When I met the founder of Olancho Aid, he asked me three questions.
“Do you know special education? Do you know construction? And finally, do you want to learn? I could only answer the last question enthusiastically, and I said, “yes!” Believe me, I had no idea how much I would come to understand through experience; as an educational organization we not only teach but we learn each and every day. My interaction with North American culture has helped me to understand that there is a bigger world than Olancho. Since beginning with the Foundation, I’ve learned much about myself and above all, to value every moment in the stages of my life.
In 2009, I was honored to be appointed as executive director of this organization. The first board of directors put their trust in me to develop Olancho Aid in Honduras. I had little experience and knew only a few words in English. Even so, they trusted me as a Honduran who loves his country. In the same way they believed in my potential, I believe in the youth we serve. My role has been to sow the seeds of education so others may have opportunities for personal and professional growth.

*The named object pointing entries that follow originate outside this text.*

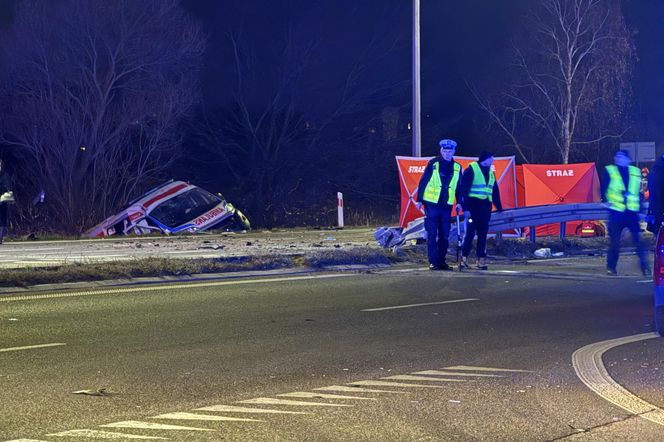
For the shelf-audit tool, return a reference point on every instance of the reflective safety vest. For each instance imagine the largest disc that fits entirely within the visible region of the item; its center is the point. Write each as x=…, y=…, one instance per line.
x=619, y=198
x=480, y=189
x=434, y=186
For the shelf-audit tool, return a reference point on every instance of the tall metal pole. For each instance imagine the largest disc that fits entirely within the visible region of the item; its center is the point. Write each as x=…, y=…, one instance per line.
x=417, y=130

The tagline of this organization is education, hope and transformation. I believe deeply in the idea of offering equitable education, promoting Catholic values and treating everyone with dignity. Olancho Aid offers a unique opportunity for exposure to quality education based on high standards that expands our students’ horizons while respecting the culture and idiosyncrasies of this country we call home.

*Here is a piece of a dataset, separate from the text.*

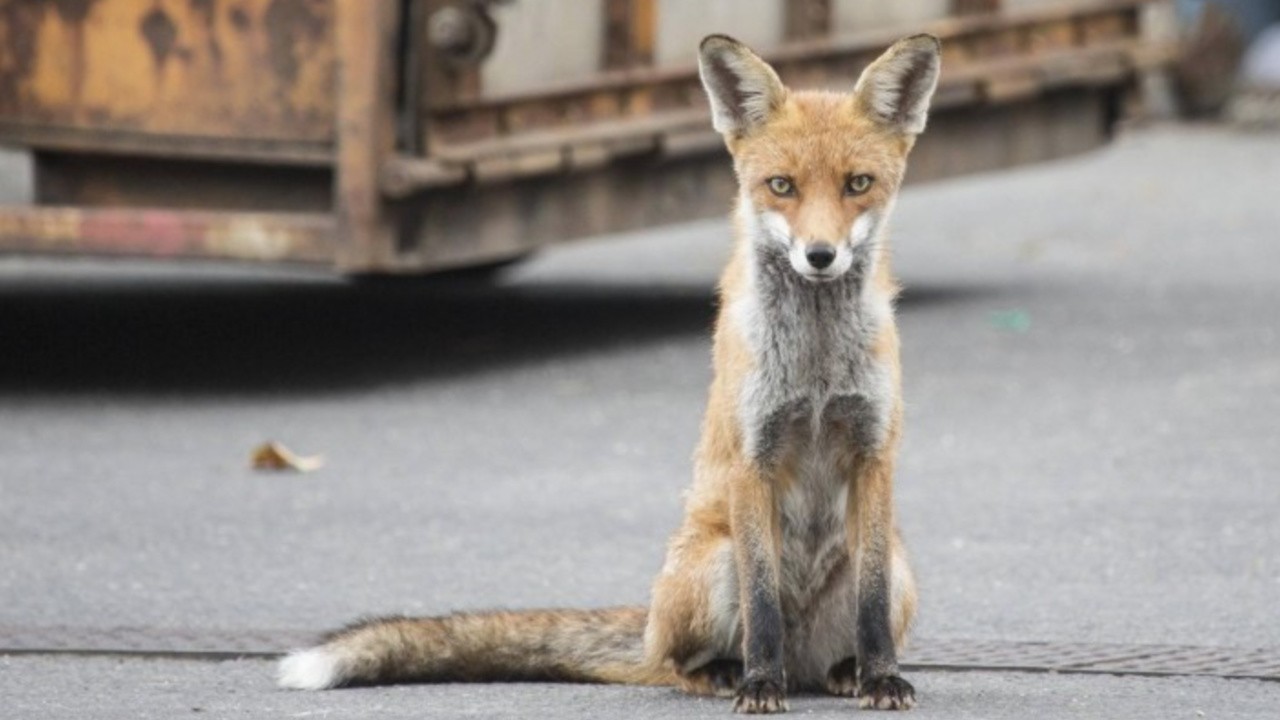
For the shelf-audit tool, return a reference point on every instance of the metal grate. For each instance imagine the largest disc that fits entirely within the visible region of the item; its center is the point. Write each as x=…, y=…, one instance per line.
x=924, y=655
x=1261, y=664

About a year and a half ago, I informed the Olancho Aid Board of Directors that I would not renew my contract. After 20 deeply meaningful years, I had decided to adjust my path and dedicate myself to my own business. I also informed my colleagues that this would be the end of my term as executive director. It has been my honor to work with the individuals who have collaborated as part of the Olancho Aid team over the years. They are true professionals with a heart for serving their community. They have become mentors to our students in helping them develop into good men and women.
My thanks go to the students and their families who in these 20 years have seen how the impact of education is significant in their lives. Our students with special needs and disabilities will always be in my heart. Escuelita Nazareth is the program that I have loved the most in my professional career. The students deserve the best education and attention that can be offered. For many years, this program has been the only educational center of it’s kind in the department of Olancho. May the members of this special community always find a home at Nazareth.

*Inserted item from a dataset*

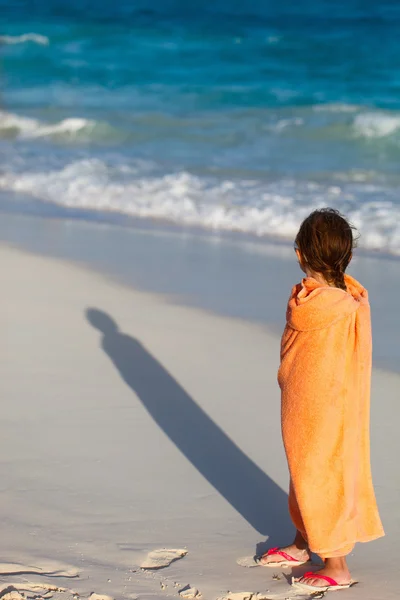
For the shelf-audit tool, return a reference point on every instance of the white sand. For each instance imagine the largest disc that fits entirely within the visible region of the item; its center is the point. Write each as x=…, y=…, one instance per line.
x=164, y=434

I want to take this opportunity to thank my family who is always there for me, the professional colleagues who have supported me, and all the volunteers, donors, and board members who have said yes to this great work of love, investing in education in Honduras.
Speaking of my family, I am the father of four children who have been educated in our schools, including my daughter who has polycystic kidney disease. It is not an understatement to share that she has been able to survive these seven years thanks to the support of friends who I’ve met through my work in this organization. This experience has taught me an important lesson: this life is better lived when we take a leap to build sincere relationships with people who, at first glance, seem very different from us. When we respect the dignity of all, common ground is easy to find. No matter the circumstances, with an open mind and caring heart, we all have something to give toward a more just society for all.
I cannot close without mentioning the pandemic and how difficult it has been for all of us worldwide, some suffering more than others. We learned to live with the minimum, to handle prolonged isolation, and above all to recognize that we must prioritize the well-being of others to be well ourselves. To ensure Olancho Aid could survive and continue serving the community, we had to make difficult decisions like relinquishing management of the bilingual schools and downsizing operations which meant parting ways with staff who had been part of the Olancho Aid family for years.
It is time for a new beginning. Damalis Garcia will oversee day to day operations for the schools, clean water projects, and Agape Farm while Francisco Barahona will be Director of Finance for the Honduran operation. Lauren O’Neill has been hired in a new role with the U.S. Foundation to oversee it’s operations in Honduras and Jessica Santavy will act as the interim executive director. I feel comfortable that the organization is in the hands of a very capable team that will navigate providing a new model of education to support the post-pandemic needs of this community.
As I often say, don’t worry! Olancho Aid will always be a part of me and I am happy to announce that I will stay involved as a liaison between the Diocese of Juticalpa and the Foundation. God is wonderful with all of us, each day he manifests himself in different ways, oftentimes we don’t recognize it until much later. I never expected to receive so many blessings in my time with this organization. I pray that my efforts have spread the fruits of that blessing throughout Olancho and beyond.